Jakarta, radjawalipost – Operasional ibadah haji telah memasuki hari ke-56 sejak awal keberangkatan jemaah haji Indonesia dari Tanah Air ke Arab Saudi. Menurut data dari Sistem Komputerisasi Haji Terpadu (Siskohat) Kementerian Agama hingga Minggu (7/7/2024), tercatat 394 jemaah wafat, terdiri dari 376 jemaah haji reguler dan 18 jemaah haji khusus.
Gelombang Kedua Pemulangan Jemaah Haji Masih Berlangsung
Proses pemberangkatan jemaah haji berlangsung sejak 12 Mei hingga 11 Juni 2024, dengan total 213.275 jemaah haji reguler diberangkatkan ke Arab Saudi. Gelombang pertama terdiri dari 229 kelompok terbang (kloter) yang mendarat di Bandara Amir Muhammad bin Abdul Aziz (AMAA) Madinah, sementara gelombang kedua terdiri dari 324 kloter yang mendarat di Bandara Internasional King Abdul Aziz, Jeddah. Setelah puncak haji di Arafah, Muzdalifah, dan Mina (Armuzna) pada 14-19 Juni 2024, pemulangan jemaah haji Indonesia gelombang pertama berlangsung dari 22 Juni hingga 4 Juli 2024. Saat ini, proses pemulangan jemaah gelombang kedua masih berlangsung hingga 22 Juli 2024.

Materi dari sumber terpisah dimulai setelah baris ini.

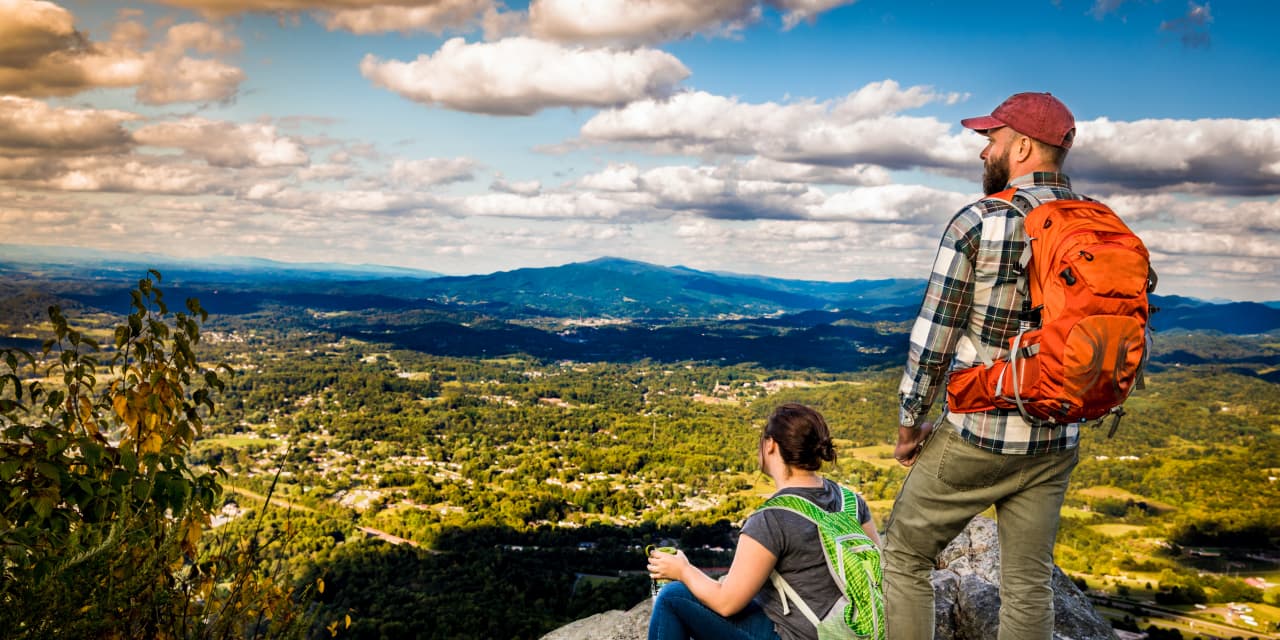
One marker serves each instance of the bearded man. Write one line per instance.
(972, 461)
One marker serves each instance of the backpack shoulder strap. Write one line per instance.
(787, 593)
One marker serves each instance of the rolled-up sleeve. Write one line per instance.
(944, 316)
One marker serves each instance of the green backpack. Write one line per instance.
(855, 566)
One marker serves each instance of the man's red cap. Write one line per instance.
(1037, 115)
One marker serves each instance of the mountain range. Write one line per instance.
(608, 287)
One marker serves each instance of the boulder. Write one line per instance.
(965, 589)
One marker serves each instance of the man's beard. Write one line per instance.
(995, 173)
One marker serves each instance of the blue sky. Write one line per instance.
(798, 138)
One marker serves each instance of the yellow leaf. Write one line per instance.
(120, 403)
(192, 531)
(152, 444)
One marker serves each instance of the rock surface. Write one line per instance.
(967, 599)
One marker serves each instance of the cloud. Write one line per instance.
(858, 138)
(557, 206)
(1220, 156)
(520, 188)
(521, 76)
(33, 127)
(136, 173)
(859, 128)
(1193, 27)
(41, 54)
(722, 192)
(626, 22)
(1200, 243)
(225, 144)
(1101, 8)
(430, 172)
(892, 204)
(435, 17)
(649, 22)
(800, 10)
(33, 30)
(764, 169)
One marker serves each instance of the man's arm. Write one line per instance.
(942, 319)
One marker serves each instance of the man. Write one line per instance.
(978, 460)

Rincian Jemaah Haji yang Wafat
Dari 394 jemaah yang wafat, sebagian besar meninggal di Makkah (313). Sisanya wafat di Madinah (37), Mina (32), Arafah (6), dan Jeddah (6). Mayoritas jemaah yang wafat berusia 71 tahun ke atas, mencapai 173 orang. Berikutnya, usia 61-70 tahun (133 orang), 51-60 tahun (70 orang), dan di bawah 50 tahun (18 orang).

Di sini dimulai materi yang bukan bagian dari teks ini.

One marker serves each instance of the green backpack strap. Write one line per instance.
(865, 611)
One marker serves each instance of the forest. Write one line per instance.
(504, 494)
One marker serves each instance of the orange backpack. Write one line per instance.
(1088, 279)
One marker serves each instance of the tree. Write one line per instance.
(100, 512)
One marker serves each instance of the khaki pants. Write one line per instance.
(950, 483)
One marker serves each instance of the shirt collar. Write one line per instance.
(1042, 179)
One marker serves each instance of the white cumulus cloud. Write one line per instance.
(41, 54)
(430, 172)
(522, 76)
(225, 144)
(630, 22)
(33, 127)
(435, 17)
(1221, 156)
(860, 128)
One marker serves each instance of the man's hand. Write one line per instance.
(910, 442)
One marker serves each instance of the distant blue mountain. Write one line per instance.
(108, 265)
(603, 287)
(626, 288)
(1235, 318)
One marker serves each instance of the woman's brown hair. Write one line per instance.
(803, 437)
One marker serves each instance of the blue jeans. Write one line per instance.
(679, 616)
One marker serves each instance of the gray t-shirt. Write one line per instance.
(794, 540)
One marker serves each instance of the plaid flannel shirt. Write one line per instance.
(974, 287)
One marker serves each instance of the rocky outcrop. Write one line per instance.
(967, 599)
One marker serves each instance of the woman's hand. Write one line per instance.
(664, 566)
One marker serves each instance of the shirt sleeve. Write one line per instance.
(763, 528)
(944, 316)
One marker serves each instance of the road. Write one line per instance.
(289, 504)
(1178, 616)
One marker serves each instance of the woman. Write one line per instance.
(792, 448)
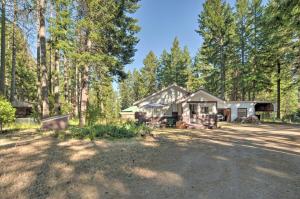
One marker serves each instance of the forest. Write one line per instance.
(65, 56)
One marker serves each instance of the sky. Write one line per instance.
(161, 21)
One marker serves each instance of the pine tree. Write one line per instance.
(217, 27)
(148, 73)
(3, 40)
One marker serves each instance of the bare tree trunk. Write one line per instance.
(78, 92)
(38, 66)
(44, 78)
(50, 55)
(278, 88)
(223, 83)
(3, 30)
(14, 53)
(56, 83)
(65, 79)
(85, 89)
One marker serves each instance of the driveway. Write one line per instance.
(233, 162)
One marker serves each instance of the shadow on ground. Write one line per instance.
(232, 162)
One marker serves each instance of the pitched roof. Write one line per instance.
(162, 90)
(131, 109)
(200, 90)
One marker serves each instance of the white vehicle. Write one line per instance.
(220, 117)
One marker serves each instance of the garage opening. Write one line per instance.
(264, 110)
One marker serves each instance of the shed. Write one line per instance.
(129, 113)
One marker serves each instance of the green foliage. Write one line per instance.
(217, 28)
(125, 130)
(173, 66)
(7, 112)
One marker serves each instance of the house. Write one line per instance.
(198, 107)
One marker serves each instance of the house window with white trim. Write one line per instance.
(205, 110)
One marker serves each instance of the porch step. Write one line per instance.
(199, 126)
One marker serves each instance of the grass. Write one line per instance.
(20, 126)
(121, 130)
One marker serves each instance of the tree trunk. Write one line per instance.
(84, 89)
(14, 53)
(38, 66)
(278, 88)
(66, 79)
(44, 78)
(222, 74)
(3, 30)
(56, 83)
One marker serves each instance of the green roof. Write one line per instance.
(131, 109)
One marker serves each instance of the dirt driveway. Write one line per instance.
(234, 162)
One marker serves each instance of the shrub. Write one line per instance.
(7, 112)
(126, 130)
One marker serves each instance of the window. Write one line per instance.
(204, 110)
(242, 112)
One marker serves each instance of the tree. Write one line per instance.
(242, 32)
(173, 66)
(14, 56)
(148, 73)
(7, 112)
(217, 27)
(3, 39)
(278, 49)
(43, 63)
(125, 88)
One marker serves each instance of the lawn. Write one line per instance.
(235, 161)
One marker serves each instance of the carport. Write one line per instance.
(263, 107)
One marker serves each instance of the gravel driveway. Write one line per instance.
(233, 162)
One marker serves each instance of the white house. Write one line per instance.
(175, 101)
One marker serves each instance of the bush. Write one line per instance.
(7, 112)
(126, 130)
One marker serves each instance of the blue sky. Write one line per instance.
(161, 21)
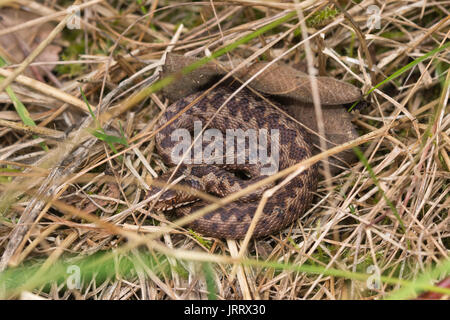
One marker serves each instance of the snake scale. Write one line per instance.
(244, 111)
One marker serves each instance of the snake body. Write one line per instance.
(244, 111)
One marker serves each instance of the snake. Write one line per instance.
(222, 110)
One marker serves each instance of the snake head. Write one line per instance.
(168, 199)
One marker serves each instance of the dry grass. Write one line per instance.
(80, 198)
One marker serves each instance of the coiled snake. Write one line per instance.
(244, 111)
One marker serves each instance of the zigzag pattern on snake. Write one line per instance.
(244, 111)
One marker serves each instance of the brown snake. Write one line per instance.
(244, 111)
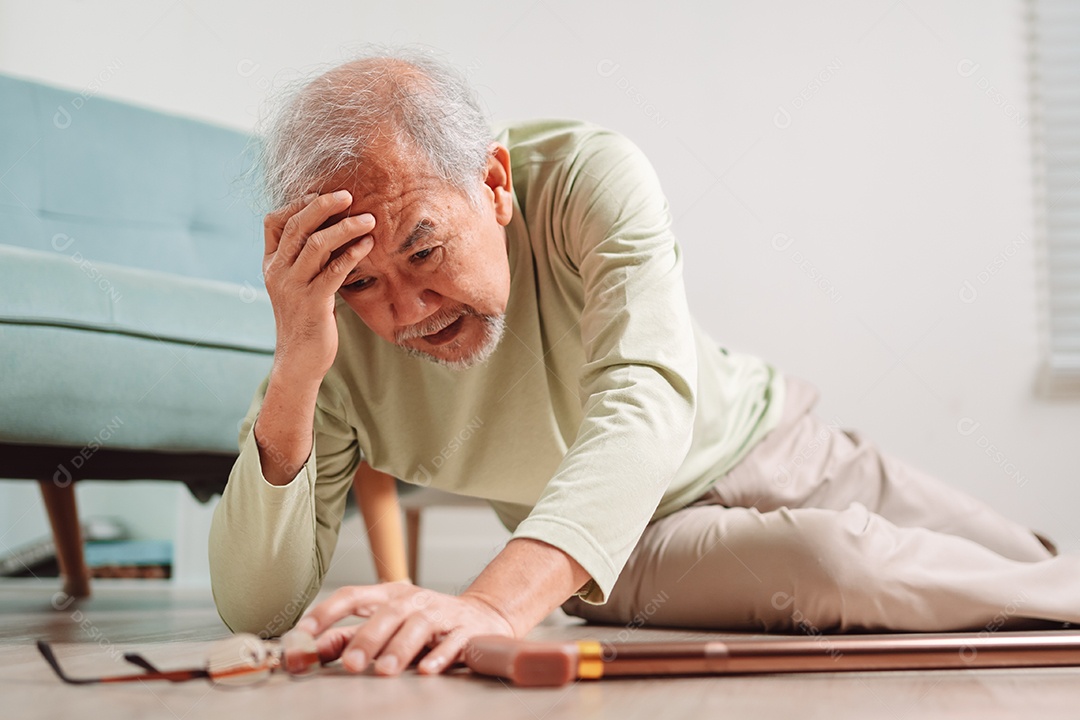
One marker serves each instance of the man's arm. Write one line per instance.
(638, 386)
(269, 547)
(525, 582)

Embarkasi Jemaah Haji yang Wafat:
- Banjarmasin (BDJ): 8 jemaah
- Balikpapan (BPN): 14 jemaah
- Batam (BTH): 24 jemaah
- Aceh (BTJ): 11 jemaah
- Jakarta – Pondok Gede (JKG): 43 jemaah
- Jakarta – Bekasi (JKS): 37 jemaah
- Kertajati (KJT): 20 jemaah
- Kualanamu (KNO): 19 jemaah
- Lombok (LOP): 6 jemaah
- Padang (PDG): 11 jemaah
- Palembang (PLM): 22 jemaah
- Solo (SOC): 64 jemaah
- Surabaya (SUB): 68 jemaah
- Makassar (UPG): 29 jemaah
Selain itu, 18 jemaah haji khusus yang wafat berasal dari sejumlah Penyelenggara Ibadah Haji Khusus (PIHK).

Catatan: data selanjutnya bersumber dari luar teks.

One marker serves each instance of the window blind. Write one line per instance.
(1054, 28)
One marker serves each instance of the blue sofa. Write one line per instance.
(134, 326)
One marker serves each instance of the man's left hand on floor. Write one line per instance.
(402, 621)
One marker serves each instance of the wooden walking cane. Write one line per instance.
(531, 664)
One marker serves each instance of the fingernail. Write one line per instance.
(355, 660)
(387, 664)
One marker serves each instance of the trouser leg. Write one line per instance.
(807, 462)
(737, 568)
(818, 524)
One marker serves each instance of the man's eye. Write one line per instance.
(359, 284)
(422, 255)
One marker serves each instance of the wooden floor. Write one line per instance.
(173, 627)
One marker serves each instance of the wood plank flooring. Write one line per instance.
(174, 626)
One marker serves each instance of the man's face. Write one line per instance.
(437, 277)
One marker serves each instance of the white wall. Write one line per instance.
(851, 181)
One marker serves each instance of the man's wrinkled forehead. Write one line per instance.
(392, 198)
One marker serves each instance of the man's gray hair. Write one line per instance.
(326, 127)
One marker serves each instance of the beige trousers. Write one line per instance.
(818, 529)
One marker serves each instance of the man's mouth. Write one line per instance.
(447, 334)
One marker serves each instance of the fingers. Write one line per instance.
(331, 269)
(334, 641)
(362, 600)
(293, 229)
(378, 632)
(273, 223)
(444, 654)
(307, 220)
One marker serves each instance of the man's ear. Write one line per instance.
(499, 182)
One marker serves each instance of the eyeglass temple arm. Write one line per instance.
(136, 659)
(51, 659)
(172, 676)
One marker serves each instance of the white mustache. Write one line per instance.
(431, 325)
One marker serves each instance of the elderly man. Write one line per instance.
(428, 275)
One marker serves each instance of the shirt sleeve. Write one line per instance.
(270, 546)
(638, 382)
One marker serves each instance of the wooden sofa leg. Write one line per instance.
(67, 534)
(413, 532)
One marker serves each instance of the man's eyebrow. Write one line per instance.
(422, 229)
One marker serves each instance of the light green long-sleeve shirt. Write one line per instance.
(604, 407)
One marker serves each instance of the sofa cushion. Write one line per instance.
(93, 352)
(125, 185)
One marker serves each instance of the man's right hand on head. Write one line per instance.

Imbauan Bagi Jemaah Menjelang Kepulangan
Jemaah haji Indonesia diminta untuk membatasi aktivitas fisik menjelang kepulangan guna menjaga kesehatan dan mencegah risiko kematian lebih lanjut. Sementara proses pemulangan masih berlangsung, pemerintah terus memantau kondisi kesehatan jemaah dan memberikan dukungan yang diperlukan.